Entry from March 7, 2005

In the school where I once taught, they used to tell the story of the smart-alecky boy in chemistry class who, upon being given meticulous instructions as to the day’s classwork, put his hand up and asked: “Please, sir, why do we need to do this experiment? You already know how it comes out, and we don’t care.” It was a sentiment to which the bosoms of at least half the all-male school instantly returned an echo. Not only did most of those on the artsy side of the arts-sciences divide not care, they passionately didn’t care. Very possibly the numbers of the uncaring and the unmotivated in a girl’s school would have been even higher. The difference is that nowadays no one cares about the boys who don’t care, but the girls who don’t care are thought to be letting down their sex.


The cover story by Amanda Ripley in Time of today’s date is headlined “The Math Myth: The Real Truth about Women’s Brains and the Gender Gap in Science.” Scientists who are still working their slow way towards “the Real Truth” on this subject will doubtless be grateful to Time, with its customary enthusiasm for gross simplification, for straightening them out and so making an awful lot of laborious investigation and data-collection unnecessary. Nor will it surprise those who are already acquainted with Time to learn that the Real Truth bears a remarkable resemblance to the politically correct account of male-female learning disparities. For even though there are differences, including physiological ones, between the brains of men and women, they are unlikely to be important. “Men and women perform similarly on IQ tests. And most scientists still cannot tell male and female brains apart just by looking at them.”


Most can’t but some can? And which ones can’t? Physiologists or nuclear physicists? Time does not tell. Anyway, the important datum is that even where different aptitudes in the two sexes show up on tests, it is a simple matter of proper education to annihilate them. “There is plenty of evidence that when young women are motivated and encouraged, they excel at science,” Ms Ripley tells us. As an example, she tells us, girls in Iceland and Sweden are better than boys in math and physics, and because the gap is widest in the remote regions of Sweden, Ms Ripley and her tame expert, a Danish professor of educational psychology, find it an easy leap to the conclusion that “That may be because women want to move to the big cities farther south, where they would need to compete in high-tech economies, while men are focused on local hunting, fishing and forestry opportunities.”

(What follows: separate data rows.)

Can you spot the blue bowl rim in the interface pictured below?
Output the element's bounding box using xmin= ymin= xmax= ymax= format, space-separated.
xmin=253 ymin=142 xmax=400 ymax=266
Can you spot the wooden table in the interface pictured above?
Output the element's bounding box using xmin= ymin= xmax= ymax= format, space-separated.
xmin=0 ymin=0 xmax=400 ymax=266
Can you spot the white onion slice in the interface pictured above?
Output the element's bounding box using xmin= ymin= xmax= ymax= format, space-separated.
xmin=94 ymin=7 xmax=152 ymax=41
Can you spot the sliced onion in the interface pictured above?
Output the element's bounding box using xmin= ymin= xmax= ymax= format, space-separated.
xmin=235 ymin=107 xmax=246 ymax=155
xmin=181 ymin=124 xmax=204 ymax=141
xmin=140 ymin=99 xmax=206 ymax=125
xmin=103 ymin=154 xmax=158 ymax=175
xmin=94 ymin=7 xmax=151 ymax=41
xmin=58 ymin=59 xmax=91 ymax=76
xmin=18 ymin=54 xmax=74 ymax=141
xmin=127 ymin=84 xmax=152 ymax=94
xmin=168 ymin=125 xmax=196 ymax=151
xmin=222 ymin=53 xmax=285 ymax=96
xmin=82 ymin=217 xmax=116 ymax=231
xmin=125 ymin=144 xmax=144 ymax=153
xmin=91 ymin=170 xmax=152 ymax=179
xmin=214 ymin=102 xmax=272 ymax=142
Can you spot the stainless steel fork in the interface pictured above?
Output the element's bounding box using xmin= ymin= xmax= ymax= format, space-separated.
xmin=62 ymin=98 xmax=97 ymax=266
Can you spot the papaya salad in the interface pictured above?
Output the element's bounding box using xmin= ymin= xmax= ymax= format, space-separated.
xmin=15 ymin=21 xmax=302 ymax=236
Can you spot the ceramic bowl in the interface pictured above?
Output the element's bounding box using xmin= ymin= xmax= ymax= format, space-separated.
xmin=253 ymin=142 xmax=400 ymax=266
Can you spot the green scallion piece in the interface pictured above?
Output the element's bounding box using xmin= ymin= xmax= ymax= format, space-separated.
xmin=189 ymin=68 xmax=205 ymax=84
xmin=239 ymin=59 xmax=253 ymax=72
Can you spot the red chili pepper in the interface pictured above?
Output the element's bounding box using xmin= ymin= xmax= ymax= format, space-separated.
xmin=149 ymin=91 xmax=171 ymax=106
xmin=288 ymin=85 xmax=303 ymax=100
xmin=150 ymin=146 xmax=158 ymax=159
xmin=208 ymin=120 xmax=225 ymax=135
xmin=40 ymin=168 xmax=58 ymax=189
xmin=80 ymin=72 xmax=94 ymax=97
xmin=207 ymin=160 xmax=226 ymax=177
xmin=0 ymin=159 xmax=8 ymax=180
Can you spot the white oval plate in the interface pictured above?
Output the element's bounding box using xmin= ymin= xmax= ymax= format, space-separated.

The assumption here seems to be that motivation is an entirely extrinsic phenomenon. The scientifically-minded girls are presumed to have become so because of an accident of geography, while the non-scientifically minded ones who haven’t had the luck to have been born in some place like Jokkmokk in Swedish Lapland have become the way they are because, presumably, society has let them down and failed to perform its manifest duty of ensuring equal outcomes for the two sexes. Either way, the only intrinsic differences between the sexes which are supposed to matter are cognitive ones — and of course they don’t matter. But what if motivations are also inborn? What if little girls are by nature disposed not to care how the experiment comes out in even greater numbers than little boys. On what grounds do we tell them that they have a duty to care — at least beyond the conclusion of their minimal scientific education?


The answer can only be that we derive such a duty from the political imperative to make sure that all social outcomes are the same for the two sexes, as only thus can we be sure that one — that is to say, women — is not being oppressed or exploited by the other — that is to say, men. And yet what a procrustean bed we make for ourselves with such a reduction of the personal to the political. Surely it is ideology and not reason which forces us to suppose that natural differences in the moral and emotional dispositions of the two sexes can only be the result of one’s exercising an illegitimate power at the expense of the other?


I can think of two analogies. One is the contortions that educational institutions are forced by Title IX to engage in in order to find women who care about participation in sports and games and athletic events, whereas there is never any shortage of men. Of course, the PC account of this phenomenon is likely to be the same as it is in the case of female scientists and engineers: somehow they have been brainwashed by “society” into thinking they can’t do these things and therefore they don’t want to do them. It seems to me that all the brainwashing these days is going the other way, and yet there are still many fewer women wishing to take part in athletic competition than men. But let that pass. Perhaps the more telling example of inborn differences in what an earlier generation would have called “the passions” is in the sexes’ attitudes to the cleanliness of their environment.


Like most people who have lived with members of the opposite sex, I have always taken it for granted that women in general will care more about keeping clean than men in general. Of course this too may be “only” on account of social conditioning — as if social conditioning were merely arbitrary and alterable at will — but it is hard to see when and how such conditioning takes place. Even back in the bad old days of the 1950s when I was growing up, children of both sexes were enjoined to keep their rooms clean, but my sister cared about this without prompting while my brothers and I did not. Even threats rarely moved us. In every survey, women are found still to do the vast majority of the housework that is done in America. Is this only because of “sexism”? Or is it because the women by nature find it as hard not to care as men do to care that housework should be done? I’m only asking. But there seems enough of a doubt in this case, as in that of the women scientists, for people of good will to wish that politics might not bring its coercive force to the matter of making people do what they are disinclined to do.